Vlad Nancă and Nona Inescu at Trapéz Gallery / Budapest

Vlad Nancă and Nona Inescu / Aerial Roots

Curated by Nikolett Erőss

20th January – 10th May 2017

Trapéz Gallery
Henszlmann Imre utca 3, Budapest, Hungary, 1053





 Nona Inescu 


 Nona Inescu 

 Nona Inescu 

Nona Inescu 


 Vlad Nancă 

 Vlad Nancă 

Vlad Nancă 


The idea weaving through the exhibition is the concept of the aerial root, originating high above the ground, heading to the earth; a metaphor of immobility and (the impossibility) of drawing away, of release. The works of Vlad Nancă (Bucharest, 1979) and Nona Inescu (1991) are characterised by an attachement to their environment, a boundedness, and at the same time a distance originating from examining this situation to which humour is also well known. Both artists highlight and re-phrase characteristics of their environment; characteristics which attest to a very precise, delicate knowledge of this environment, and a close observation of it, while becoming determining factors of it, almost unawares. These are banal things in front of the eyes of all of us which soak into the environment in a way that we do not notice that their absurdity or impressive beauty is under the threshold of everyday life.
The two artists highlight these found situations and phenomena. Vlad Nancă committedly collected DIY-constructions created by town-dwellers to reserve parking spots. He re-created these constructions, changing their earlier ephemeral quality to finely-shapen, durable materials; this way the constructions remind us more to minimalist statues than somewhat autocratic reserving instruments of the street. Nona Inescu’s commitment to a botanical mode of visualisation, to less valued weeds, or to leaf textures chewed by caterpillars, which are also indigenous in cities, shows a similar attention and systematic thinking, resulting in an especially sensitive mode of representation.
The emblematic work of the exhibition is the concrete slipper created by Nona Inescu: the overleather is connected to a concrete lower part making a step almost imspossible.
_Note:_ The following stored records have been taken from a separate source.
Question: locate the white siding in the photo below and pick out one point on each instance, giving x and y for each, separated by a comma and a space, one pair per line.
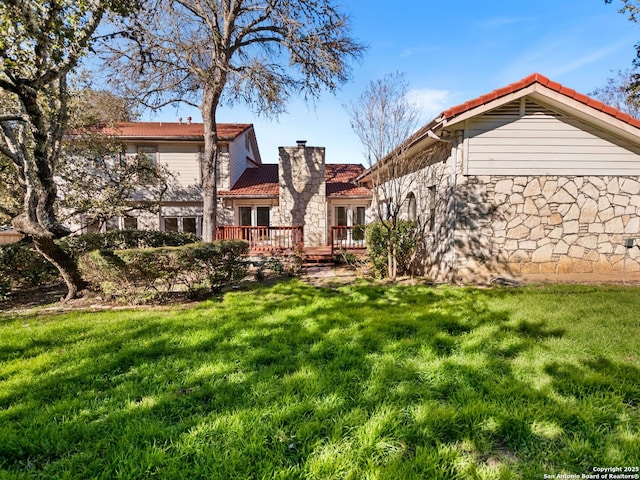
183, 160
238, 154
544, 142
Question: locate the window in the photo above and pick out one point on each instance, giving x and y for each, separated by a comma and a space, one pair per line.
147, 159
170, 224
112, 224
412, 207
360, 216
254, 216
93, 225
189, 225
245, 216
182, 224
130, 223
432, 208
262, 216
341, 216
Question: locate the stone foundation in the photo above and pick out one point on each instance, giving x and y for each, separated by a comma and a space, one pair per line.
550, 225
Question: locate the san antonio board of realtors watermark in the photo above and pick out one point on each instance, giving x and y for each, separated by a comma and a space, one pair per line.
601, 473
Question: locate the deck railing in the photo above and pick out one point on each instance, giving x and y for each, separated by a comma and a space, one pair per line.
347, 238
264, 239
9, 237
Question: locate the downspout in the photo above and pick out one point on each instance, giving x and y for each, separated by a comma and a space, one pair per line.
454, 182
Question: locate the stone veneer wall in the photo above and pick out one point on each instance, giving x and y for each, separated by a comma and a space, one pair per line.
554, 225
303, 191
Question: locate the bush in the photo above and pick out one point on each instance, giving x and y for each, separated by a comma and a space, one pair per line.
22, 266
124, 239
377, 240
138, 275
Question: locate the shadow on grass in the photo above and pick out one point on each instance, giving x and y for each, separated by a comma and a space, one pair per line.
292, 381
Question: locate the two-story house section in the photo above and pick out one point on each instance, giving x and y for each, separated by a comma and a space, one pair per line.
299, 201
179, 147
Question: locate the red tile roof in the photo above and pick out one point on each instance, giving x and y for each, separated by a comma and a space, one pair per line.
255, 182
544, 81
264, 181
341, 178
173, 130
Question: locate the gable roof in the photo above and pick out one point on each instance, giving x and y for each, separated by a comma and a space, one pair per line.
536, 78
263, 182
540, 89
256, 182
172, 130
341, 180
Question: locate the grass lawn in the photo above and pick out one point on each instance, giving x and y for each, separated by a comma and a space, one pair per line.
359, 382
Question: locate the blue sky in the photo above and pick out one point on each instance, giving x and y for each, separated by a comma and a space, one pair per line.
450, 52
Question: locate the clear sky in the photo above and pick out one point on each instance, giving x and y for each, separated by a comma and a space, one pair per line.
450, 51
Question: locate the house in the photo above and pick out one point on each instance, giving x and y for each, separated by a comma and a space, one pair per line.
298, 201
531, 180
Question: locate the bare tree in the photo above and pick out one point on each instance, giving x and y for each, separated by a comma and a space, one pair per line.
209, 52
383, 118
40, 43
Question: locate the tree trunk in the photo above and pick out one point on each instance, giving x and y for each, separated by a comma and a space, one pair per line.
64, 263
210, 167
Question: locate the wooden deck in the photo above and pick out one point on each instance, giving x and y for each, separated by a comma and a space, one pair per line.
312, 255
275, 241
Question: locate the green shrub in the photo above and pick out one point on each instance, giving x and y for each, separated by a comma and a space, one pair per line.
124, 239
5, 289
138, 275
377, 240
22, 266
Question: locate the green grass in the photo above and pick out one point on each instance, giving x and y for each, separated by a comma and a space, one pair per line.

The constant sense of being on the road, which is necessarily pertaining to the role of the contemporary artist (as well) inhibits the clinging to cosiness; the reassuring feeling of belonging somewhere is suspended by the burden of fixedness, the weight of the consequences of the steps.
The aerial roots meet at several points while following their own paths: they are the transition, the boundedness, and at the same time arborescent possibilities as well.